The last and most recent upheaval was when the ATF turned me over to the DOJ, who in turn, gave me to the US Marshals Office. I’d had enough turmoil. If I could just keep my head down and not draw any attention to myself, I could hold onto this job and maybe even get a better apartment than the tiny thing over The Bum Steer.

Was that the lake? That puny little pond? Huh. Made me wonder what that alabaster-skinned guy had been so eager to see up here. Having nothing else to think about—the cassette tape deck in the Corolla had been broken when I bought it—I thought of Fox Isherwood. He had very unusually handsome features. A pointed nose, a sly mouth, like he knew something no one else did. Arching eyebrows that told everyone how skeptical he was of them.

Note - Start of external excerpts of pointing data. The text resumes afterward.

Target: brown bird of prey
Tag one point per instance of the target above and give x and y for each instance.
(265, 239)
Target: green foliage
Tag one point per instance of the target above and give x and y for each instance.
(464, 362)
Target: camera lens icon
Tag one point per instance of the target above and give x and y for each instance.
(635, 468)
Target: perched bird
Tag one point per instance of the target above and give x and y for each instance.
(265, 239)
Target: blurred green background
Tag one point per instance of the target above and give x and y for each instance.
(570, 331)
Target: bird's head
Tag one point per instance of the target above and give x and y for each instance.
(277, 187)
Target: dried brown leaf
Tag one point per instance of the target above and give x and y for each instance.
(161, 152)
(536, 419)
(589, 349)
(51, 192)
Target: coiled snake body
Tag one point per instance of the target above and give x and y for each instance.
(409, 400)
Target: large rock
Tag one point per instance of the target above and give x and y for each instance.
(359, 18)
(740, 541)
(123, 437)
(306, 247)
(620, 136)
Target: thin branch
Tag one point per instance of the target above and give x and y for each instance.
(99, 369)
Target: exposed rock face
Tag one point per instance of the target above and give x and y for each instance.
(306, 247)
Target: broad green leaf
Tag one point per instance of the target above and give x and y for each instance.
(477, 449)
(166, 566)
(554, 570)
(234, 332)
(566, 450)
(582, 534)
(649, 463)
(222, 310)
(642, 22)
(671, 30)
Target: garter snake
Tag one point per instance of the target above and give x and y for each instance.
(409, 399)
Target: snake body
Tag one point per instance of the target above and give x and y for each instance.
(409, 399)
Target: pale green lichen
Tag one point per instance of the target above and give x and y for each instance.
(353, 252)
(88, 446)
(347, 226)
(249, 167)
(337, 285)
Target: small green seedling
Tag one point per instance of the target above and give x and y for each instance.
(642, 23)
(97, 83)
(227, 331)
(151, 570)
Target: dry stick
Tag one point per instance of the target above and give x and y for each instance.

He wasn’t dark, but he was tall, with a very arrogant bearing that intrigued me. Maybe I shouldn’t have been so quick to dismiss him…

What? I was wrenched out of my reverie by the whine of a cop alarm, the flashing of its cherry in my rearview mirror. Good gracious, Ignatius. Of course WITSEC had provided me with all fresh documentation carrying Pippa’s new identity. It was just a major drag to get pulled over. June didn’t even seem to notice and kept on going.

“Shitpickle.” I muttered to myself, but pasted on a smile when the motorcycle cop came to my window.

“License and registration,” he commanded, without telling me what he thought I was doing. Even before my Jones ordeal, I’d had a massive loathing for cops.

Like an *, he took my paperwork back to his bike without giving me any more information. I blew a raspberry of exasperation and grabbed my phone to text June.

PIPPA: Just got pulled over, probably for speeding. Don’t worry. I’ll catch up with you.

For lack of anything else to do, I checked other texts. But who other than Emily at the tuxedo store and Madison Illuminati knew my number? I sure did miss getting texts. I had a very active social life back in Corpus Christi. The hours at the Coast Guard base were long as we worked on a very important jet fuel remediation project, so we partied hearty the rest of the time. Pure and Easy was as quiet as a last breath compared to Texas, as I struggled to get a grip on my new identity.